Former NBA player Chris Herren recently visited Frederick Community College and opened up about rampant drug-use that ruined his career. He attempted to dissuade those in attendance from turning to opiates and other drugs.
Herren seemed as if he had the world at his fingertips as a teenager. The native of Fall River, Massachusetts garnered massive attention from college basketball recruiters across the country as a senior in high school. Herren was named a McDonald’s All-American that year, an accolade that roughly 22 of the nation’s best high school basketball players receive annually. Although his future seemed bright, his career followed down a dark path, starting the very next year at Boston College.
“I had no idea, when I was 18, that this one line of cocaine would take me over 14 years to defeat,” Herren said of his first encounter with illicit drugs.
Herren described the downward spiral that got him kicked out of Boston College, his dream school, and left him with little to turn toward. Eventually, he found refuge at Fresno State University, where he finished out his collegiate career under hall-of-fame coach Jerry Tarkanian. The Denver Nuggets selected Herren with the 33rd pick of the 1999 NBA Draft, taking a gamble on a talented player with a troublesome past. Soon after, a former high school friend tracked Herren down and introduced him to Oxycontin.
“I had no idea that this little 40-milligram pill would lead to 1600 milligrams of Oxy daily,” Herren said. “I had no clue that a $20 pill would lead to a $25,000 per month habit.”
Herren reached the point where he physically could not play unless he was high. Due to his increasing level of consumption, he felt the effects of withdrawal within a matter of hours.
The Denver Nuggets ended up trading Herren to the Boston Celtics the following offseason. The Celtics were his hometown team, one that he idolized as a kid growing up in Massachusetts. His demons followed him home, however, and Herren was unable to stay off of the painkillers.

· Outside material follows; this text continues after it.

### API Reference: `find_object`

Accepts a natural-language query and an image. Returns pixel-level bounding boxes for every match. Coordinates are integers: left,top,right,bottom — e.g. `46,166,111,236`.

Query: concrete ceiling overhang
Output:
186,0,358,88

In just two years, Herren’s habit forced him out of the NBA. He left the United States to play professionally overseas, where he was introduced to yet another hard drug: Heroin.
It wouldn’t be until the age of 32, after a number of relapses, a near-miss with death, and extensive rehabilitation that Herren would finally escape the clutches of drug abuse.
His appearance couldn’t come at a more opportune time for Frederick County, as heroin and opioid overdoses are quickly rising in the area. As of Oct. 4, a billboard sponsored by the Frederick County Sheriff’s Office reported 93 heroin and opioid overdoses in the county this year. Thirty-one of them resulting in deaths.
Since Herren’s appearance was a community event, he took some time to field questions and comments from the crowd of around 300. Former FCC student and recovering addict Christian Fotos-Lawton received much applause from the audience after he stood up and shared his story.
“You show the people in this room that I’m a son, I’m a friend, and that I’m much more than an addict,” said Fotos-Lawton. “Coming here tonight, I didn’t want to tell anyone that these marks on my arms are what caused me to fail out of this school and get evicted from my apartment three years ago. But today I can stand tall thanks to people like you.”
After the event, Jeanni Winston-Muir, the director of FCC’s Center for Student Engagement, told Fotos-Lawton she would do whatever is necessary to help him re-enroll at FCC.
Other attendees shared their stories and asked Herren questions about drug abuse recovery and prevention.
According to Herren, who has been drug-free for nine years and sharing his story publicly for the last seven, the event was one of more than 250 planned for high schools and communities throughout the year.
“We need to invest more in our children,” Herren said. “We need to make sure that they’re well, and that they never have a reason to turn to drugs in the first place.”